O Reino Unido proibirá o acesso de menores de 16 anos às redes sociais, conforme anunciou o primeiro-ministro Keir Starmer nesta segunda-feira, 15. A medida se soma a iniciativas de outros países que já endureceram a legislação sobre o tema. Segundo Starmer, as redes sociais "deixam as crianças infelizes" e "facilitam o assédio e os abusos". O chefe do governo trabalhista classificou a decisão como "um passo importante" para o país.

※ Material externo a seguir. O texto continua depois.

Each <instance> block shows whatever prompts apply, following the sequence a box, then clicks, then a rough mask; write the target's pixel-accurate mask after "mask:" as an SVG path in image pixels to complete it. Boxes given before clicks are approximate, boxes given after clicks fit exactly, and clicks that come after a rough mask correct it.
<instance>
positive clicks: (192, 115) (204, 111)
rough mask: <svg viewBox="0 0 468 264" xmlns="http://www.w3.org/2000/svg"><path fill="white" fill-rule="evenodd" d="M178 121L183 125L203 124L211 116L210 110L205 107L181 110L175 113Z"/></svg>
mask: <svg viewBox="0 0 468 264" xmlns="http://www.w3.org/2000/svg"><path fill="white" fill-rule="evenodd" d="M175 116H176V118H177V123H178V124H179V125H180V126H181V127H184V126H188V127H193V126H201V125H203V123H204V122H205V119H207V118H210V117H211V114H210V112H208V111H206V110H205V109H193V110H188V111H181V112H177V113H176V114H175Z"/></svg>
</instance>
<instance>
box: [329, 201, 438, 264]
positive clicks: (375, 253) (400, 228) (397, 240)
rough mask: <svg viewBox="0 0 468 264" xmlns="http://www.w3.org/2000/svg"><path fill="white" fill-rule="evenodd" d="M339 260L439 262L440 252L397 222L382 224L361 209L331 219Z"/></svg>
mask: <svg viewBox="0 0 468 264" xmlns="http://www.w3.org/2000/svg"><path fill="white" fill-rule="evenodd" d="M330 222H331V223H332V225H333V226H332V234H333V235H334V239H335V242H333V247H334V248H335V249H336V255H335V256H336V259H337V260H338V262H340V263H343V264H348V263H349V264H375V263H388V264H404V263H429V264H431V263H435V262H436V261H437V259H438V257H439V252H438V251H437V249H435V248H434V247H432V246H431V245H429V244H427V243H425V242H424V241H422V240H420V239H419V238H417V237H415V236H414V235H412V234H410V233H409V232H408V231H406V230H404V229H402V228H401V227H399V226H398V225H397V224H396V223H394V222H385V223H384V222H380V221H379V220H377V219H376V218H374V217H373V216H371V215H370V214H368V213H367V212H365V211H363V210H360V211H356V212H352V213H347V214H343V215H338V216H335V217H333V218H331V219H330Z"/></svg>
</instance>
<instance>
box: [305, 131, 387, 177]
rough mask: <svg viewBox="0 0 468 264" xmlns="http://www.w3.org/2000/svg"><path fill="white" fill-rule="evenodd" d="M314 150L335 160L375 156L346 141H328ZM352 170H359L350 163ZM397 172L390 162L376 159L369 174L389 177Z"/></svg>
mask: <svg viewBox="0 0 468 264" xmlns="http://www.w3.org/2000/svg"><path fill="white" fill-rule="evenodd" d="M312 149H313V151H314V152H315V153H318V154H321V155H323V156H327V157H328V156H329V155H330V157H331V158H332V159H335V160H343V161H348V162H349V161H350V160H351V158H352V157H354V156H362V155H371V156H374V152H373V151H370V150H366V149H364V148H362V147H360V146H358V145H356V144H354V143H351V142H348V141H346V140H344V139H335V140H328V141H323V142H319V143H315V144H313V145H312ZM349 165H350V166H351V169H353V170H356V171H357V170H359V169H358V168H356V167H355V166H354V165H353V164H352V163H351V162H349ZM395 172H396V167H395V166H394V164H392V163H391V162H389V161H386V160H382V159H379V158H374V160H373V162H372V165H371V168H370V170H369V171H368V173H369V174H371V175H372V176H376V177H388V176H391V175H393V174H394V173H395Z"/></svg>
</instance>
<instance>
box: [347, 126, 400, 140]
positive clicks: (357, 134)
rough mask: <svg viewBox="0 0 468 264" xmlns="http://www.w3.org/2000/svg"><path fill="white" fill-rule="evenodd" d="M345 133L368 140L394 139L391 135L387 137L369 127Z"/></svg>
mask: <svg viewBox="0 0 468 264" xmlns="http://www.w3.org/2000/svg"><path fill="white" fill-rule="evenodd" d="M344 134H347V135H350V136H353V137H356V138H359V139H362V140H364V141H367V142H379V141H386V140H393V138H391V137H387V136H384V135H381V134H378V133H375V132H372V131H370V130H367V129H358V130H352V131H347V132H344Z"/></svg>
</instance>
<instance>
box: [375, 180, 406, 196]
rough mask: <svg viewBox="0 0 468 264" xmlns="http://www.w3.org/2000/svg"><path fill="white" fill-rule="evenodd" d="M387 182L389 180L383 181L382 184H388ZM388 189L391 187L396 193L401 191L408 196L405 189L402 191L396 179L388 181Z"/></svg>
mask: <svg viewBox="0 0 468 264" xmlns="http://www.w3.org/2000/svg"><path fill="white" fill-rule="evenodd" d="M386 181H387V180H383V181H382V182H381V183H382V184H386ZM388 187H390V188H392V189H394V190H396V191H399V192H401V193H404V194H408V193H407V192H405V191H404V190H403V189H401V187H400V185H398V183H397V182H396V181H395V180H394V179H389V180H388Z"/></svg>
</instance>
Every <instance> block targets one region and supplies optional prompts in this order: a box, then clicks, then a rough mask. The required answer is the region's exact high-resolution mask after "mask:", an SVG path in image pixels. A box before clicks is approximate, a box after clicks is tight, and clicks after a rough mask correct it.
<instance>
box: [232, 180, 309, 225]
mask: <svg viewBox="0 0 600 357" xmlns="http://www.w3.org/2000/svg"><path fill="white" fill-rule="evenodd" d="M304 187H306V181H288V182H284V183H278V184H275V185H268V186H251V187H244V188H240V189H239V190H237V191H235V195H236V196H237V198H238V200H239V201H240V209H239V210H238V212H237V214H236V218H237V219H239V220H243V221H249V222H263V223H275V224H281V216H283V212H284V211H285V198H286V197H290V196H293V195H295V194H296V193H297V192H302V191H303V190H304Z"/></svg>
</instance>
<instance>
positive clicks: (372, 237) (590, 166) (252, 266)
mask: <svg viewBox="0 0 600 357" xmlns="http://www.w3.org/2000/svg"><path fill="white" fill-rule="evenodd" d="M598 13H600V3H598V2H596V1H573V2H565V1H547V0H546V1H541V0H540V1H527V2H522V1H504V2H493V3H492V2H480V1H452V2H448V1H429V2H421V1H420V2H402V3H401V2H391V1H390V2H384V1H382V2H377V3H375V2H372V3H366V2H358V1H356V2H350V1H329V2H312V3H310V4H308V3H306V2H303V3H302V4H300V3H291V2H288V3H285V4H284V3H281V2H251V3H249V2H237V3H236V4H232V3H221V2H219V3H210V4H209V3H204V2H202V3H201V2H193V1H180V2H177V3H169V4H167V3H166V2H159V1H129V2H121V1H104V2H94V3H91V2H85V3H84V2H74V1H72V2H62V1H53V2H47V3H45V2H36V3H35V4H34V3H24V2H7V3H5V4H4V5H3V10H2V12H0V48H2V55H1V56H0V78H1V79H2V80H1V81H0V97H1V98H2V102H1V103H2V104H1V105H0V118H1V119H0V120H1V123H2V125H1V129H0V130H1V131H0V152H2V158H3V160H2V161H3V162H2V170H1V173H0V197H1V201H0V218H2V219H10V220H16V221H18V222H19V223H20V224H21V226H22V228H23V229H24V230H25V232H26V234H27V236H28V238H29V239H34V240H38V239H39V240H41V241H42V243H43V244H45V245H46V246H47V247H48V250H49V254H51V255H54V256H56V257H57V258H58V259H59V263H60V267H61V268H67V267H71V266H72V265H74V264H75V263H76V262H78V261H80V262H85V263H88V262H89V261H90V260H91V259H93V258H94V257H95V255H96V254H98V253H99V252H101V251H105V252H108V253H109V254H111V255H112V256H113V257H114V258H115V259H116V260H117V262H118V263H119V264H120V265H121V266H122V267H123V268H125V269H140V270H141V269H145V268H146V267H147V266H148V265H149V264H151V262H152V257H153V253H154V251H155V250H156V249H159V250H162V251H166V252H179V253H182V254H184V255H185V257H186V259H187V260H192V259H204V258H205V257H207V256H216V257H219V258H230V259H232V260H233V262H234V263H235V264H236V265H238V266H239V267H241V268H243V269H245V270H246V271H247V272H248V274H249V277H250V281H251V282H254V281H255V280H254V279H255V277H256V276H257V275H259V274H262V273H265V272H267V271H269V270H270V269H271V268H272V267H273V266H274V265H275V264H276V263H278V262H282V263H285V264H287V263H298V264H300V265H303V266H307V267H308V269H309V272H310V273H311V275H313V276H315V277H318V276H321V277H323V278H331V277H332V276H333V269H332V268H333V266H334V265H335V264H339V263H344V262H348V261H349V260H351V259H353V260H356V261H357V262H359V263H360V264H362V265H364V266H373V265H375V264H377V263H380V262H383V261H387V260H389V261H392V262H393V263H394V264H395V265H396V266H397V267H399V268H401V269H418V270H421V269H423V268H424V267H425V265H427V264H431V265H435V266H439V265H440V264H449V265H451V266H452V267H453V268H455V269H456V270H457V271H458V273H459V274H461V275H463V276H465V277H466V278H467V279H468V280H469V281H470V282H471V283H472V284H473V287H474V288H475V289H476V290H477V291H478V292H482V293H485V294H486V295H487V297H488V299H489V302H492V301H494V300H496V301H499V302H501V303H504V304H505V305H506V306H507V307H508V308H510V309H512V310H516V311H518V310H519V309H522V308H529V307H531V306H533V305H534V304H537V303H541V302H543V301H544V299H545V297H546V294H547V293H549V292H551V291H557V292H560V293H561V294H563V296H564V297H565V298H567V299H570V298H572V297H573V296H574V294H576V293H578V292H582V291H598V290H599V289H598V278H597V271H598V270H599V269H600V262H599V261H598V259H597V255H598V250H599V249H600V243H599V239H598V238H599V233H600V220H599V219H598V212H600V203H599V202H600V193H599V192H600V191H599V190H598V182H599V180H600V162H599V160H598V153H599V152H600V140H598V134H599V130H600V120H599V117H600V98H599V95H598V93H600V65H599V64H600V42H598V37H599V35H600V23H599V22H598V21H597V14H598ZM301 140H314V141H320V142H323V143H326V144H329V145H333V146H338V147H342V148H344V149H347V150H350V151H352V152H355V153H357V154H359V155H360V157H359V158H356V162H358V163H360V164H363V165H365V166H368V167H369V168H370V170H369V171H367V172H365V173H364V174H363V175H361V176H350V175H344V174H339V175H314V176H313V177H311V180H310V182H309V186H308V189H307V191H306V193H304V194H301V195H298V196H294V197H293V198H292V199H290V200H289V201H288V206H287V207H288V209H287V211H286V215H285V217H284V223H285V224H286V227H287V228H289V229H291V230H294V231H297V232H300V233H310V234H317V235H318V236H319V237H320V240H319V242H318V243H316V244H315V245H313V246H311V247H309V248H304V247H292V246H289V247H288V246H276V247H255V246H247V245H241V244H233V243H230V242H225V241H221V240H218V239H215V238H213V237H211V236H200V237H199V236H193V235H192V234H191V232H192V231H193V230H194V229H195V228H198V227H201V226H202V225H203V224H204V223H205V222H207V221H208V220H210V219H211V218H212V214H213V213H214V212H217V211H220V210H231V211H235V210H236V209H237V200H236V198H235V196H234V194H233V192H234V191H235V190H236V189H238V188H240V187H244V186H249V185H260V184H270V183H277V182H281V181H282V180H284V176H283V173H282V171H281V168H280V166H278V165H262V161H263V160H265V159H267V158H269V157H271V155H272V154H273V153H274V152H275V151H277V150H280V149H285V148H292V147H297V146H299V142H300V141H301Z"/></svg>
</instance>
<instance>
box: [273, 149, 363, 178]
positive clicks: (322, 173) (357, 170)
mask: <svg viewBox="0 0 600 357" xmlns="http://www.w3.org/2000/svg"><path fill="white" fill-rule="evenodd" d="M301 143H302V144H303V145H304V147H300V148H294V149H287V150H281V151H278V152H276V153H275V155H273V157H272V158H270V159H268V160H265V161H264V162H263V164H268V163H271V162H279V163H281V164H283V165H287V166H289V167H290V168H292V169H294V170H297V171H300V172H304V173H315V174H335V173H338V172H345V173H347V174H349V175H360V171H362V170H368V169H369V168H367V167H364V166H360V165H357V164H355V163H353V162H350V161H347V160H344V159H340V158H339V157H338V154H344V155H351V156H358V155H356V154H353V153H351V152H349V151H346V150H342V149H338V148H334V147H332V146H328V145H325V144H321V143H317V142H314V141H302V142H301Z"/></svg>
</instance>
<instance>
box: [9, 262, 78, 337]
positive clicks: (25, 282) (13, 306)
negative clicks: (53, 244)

A proibição abrangerá plataformas como Snapchat, TikTok, YouTube, Instagram, Facebook e X, mas não aplicativos de mensagens como WhatsApp e Signal. Starmer afirmou que espera aprovar a lei "antes do Natal" e que a restrição entre em vigor "no começo do próximo ano, provavelmente até a primavera" (entre março e junho de 2027, no hemisfério norte).

Contexto internacional

A Austrália, pioneira no assunto, e a Indonésia já implementaram proibições semelhantes. O Canadá anunciou na quinta-feira a intenção de fazer o mesmo, enquanto o Parlamento da Turquia aprovou em abril uma lei que impede menores de 15 anos de acessar redes sociais. A França lidera uma campanha para adotar medidas conjuntas na União Europeia, com o apoio de Dinamarca, Grécia e Espanha; o Parlamento francês analisa um projeto de lei para menores de 15 anos.

Reação do YouTube

O YouTube reagiu imediatamente, advertindo que a proibição pode "empurrar as crianças para serviços anônimos e menos seguros", segundo declaração enviada à AFP. Um porta-voz da plataforma do Google afirmou: "Há mais de 10 anos, investimos em experiências adaptadas por idade, supervisionadas por especialistas, assim como em proteções por 'default' para adolescentes, e vamos continuar fazendo isso". O YouTube alega ser "um recurso essencial para os jovens, os professores e os pais".

Outras medidas previstas

Keir Starmer indicou que o governo adotará "medidas sem precedentes a nível mundial em relação às plataformas de jogos eletrônicos e de streaming, onde atualmente desconhecidos podem entrar em contato com qualquer menor de idade sem qualquer tipo de controle". O Reino Unido pretende impor um bloqueio de funções como a possibilidade de que um desconhecido se comunique com um menor de 16 anos, conforme comunicado oficial.

O governo britânico também "estudará a implementação de toques de recolher noturnos e de pausas nas funções de rolagem automática de conteúdos para menores de 18 anos". Menores não poderão utilizar chatbots baseados em inteligência artificial projetados para simular relações sexuais ou jogos de interpretação de papéis.

Consulta nacional e apoio parental

A proibição foi anunciada após uma consulta nacional que recebeu quase 116 mil contribuições. Entre os pais que responderam, 91% declararam apoiar a proibição das plataformas para menores de 16 anos.

Além disso, em 8 de junho, o governo britânico pediu a gigantes do setor de tecnologia, como Apple e Google, que implementem, em um prazo de três meses, ferramentas que bloqueiem o envio e o recebimento de imagens sexualmente explícitas por parte de menores.